Arkansas students seek to intervene in challenge to federal transgender sports policy

Cate Ford Cate Ford, one of the intervenor-plaintiffs in The State of Tennessee v. United States Department of Education | Alliance Defending Freedom

Three female athletes and a Christian education association are seeking to intervene in a lawsuit against the Biden administration over its transgender athletics policy.

The Department of Education in June announced that it would interpret existing federal civil rights law to prohibit discrimination on the basis of sexual orientation or gender identity. The policy would apply to federally-funded education programs, opening up many women’s sports and women’s facilities at schools to biological males identifying as transgender females.

In response, 20 state attorneys general sued over the policy. On Monday, the Association of Christian Schools International and three female athletes in Arkansas filed a motion in a federal court to intervene in the lawsuit. The group Alliance Defending Freedom represents the athletes as well as the association of evangelical and Protestant schools, which is based in Colorado Springs, Colorado.
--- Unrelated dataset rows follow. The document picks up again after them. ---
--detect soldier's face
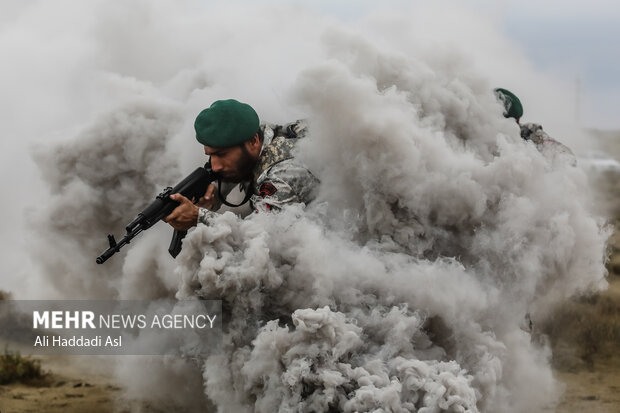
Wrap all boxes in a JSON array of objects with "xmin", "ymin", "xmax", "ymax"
[{"xmin": 204, "ymin": 135, "xmax": 260, "ymax": 182}]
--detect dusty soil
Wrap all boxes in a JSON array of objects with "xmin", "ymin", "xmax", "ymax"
[{"xmin": 0, "ymin": 356, "xmax": 121, "ymax": 413}]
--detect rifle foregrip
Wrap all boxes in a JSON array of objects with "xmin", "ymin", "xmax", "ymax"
[{"xmin": 168, "ymin": 229, "xmax": 187, "ymax": 258}]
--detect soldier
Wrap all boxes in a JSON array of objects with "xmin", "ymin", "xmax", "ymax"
[
  {"xmin": 495, "ymin": 88, "xmax": 577, "ymax": 166},
  {"xmin": 164, "ymin": 99, "xmax": 319, "ymax": 230}
]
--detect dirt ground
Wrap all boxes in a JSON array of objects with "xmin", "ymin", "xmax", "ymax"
[{"xmin": 555, "ymin": 276, "xmax": 620, "ymax": 413}]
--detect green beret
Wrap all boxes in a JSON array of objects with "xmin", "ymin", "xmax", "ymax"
[
  {"xmin": 194, "ymin": 99, "xmax": 260, "ymax": 148},
  {"xmin": 495, "ymin": 88, "xmax": 523, "ymax": 120}
]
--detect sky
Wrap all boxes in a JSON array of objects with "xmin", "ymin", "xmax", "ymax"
[
  {"xmin": 0, "ymin": 0, "xmax": 620, "ymax": 300},
  {"xmin": 298, "ymin": 0, "xmax": 620, "ymax": 129},
  {"xmin": 0, "ymin": 0, "xmax": 619, "ymax": 411}
]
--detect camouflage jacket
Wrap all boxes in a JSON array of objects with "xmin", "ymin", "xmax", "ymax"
[
  {"xmin": 198, "ymin": 117, "xmax": 319, "ymax": 224},
  {"xmin": 521, "ymin": 123, "xmax": 577, "ymax": 166}
]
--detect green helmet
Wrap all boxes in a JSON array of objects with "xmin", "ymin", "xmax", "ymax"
[
  {"xmin": 194, "ymin": 99, "xmax": 260, "ymax": 148},
  {"xmin": 495, "ymin": 88, "xmax": 523, "ymax": 120}
]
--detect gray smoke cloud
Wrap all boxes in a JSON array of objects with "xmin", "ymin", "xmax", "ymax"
[{"xmin": 3, "ymin": 1, "xmax": 608, "ymax": 412}]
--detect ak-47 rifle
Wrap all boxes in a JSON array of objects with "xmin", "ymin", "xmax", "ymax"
[{"xmin": 97, "ymin": 162, "xmax": 217, "ymax": 264}]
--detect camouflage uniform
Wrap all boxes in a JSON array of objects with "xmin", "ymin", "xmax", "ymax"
[
  {"xmin": 521, "ymin": 123, "xmax": 577, "ymax": 166},
  {"xmin": 198, "ymin": 117, "xmax": 319, "ymax": 224}
]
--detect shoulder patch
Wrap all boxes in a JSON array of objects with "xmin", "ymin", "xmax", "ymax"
[{"xmin": 259, "ymin": 182, "xmax": 278, "ymax": 198}]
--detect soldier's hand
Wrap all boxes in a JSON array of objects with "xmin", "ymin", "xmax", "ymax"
[
  {"xmin": 164, "ymin": 194, "xmax": 198, "ymax": 231},
  {"xmin": 197, "ymin": 184, "xmax": 216, "ymax": 210}
]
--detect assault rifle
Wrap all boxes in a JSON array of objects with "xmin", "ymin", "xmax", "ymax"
[{"xmin": 97, "ymin": 162, "xmax": 217, "ymax": 264}]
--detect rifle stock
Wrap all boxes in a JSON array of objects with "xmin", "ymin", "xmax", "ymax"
[{"xmin": 97, "ymin": 162, "xmax": 217, "ymax": 264}]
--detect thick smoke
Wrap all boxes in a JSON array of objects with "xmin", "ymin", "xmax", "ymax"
[{"xmin": 6, "ymin": 1, "xmax": 607, "ymax": 412}]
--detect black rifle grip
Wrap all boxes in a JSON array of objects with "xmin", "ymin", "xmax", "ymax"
[{"xmin": 168, "ymin": 229, "xmax": 187, "ymax": 258}]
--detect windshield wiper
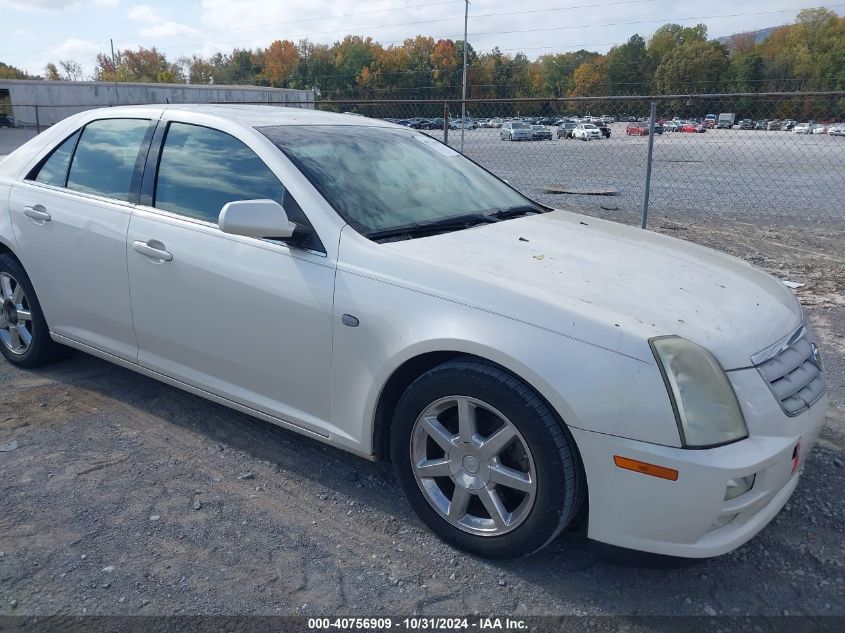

“The Biden administration’s radical push to redefine sex in federal law has widespread impact and specifically threatens female athletes. This undermines one of the driving purposes of Title IX to promote equality for women in athletics, and it jeopardizes the safety of female athletes by allowing physically stronger, faster, and larger males to compete on women’s teams,” stated Ryan Bangert. senior counsel with Alliance Defending Freedom.

“Girls deserve to compete on a level playing field, and states, schools, and individuals across America are rightly stepping up to safeguard equal athletic opportunity for female students,” he said.

The three female athletes seeking to intervene in the case are Anna Scarborough, a senior soccer player at Brookland High School, as well as Cate Ford, a senior basketball, tennis, and track athlete at Brookland High, and Amelia Ford, an eighth grade basketball and volleyball player at Brookland Junior High School.

Their motion argues that Title IX – the federal civil rights policy that prohibits sex discrimination in federally-funded education activities – was specifically meant to ensure girls and boys had an equal opportunity in sports.

“Female athletes deserve the chance to compete on a safe, equal playing field,” the motion states, arguing that the administration’s rule “by executive fiat” would “erase women’s sports and eliminate the opportunities for women that Title IX was intended to protect.”

In January, President Joe Biden signed a sweeping executive order stating his administration's policy of interpreting sex discrimination to include discrimination on the basis of sexual orientation and gender identity. The Education Department’s interpretation of Title IX in June stems from this order.

At his confirmation hearing in February, Education Secretary Miguel Cardona said that student-athletes identifying as transgender should be allowed to play sex-specific sports according to their gender identity and not biological sex.

The Connecticut Interscholastic Athletic Conference in 2017 began allowing student-athletes to compete in sports based on their preferred gender identity. Four female track athletes sued, arguing that the policy put them at a disadvantage when competing against biological males. Two males identifying as transgender females had competed in and won a combined 15 state female track titles following the policy change in 2017. A federal court in April tossed out the girls' lawsuit.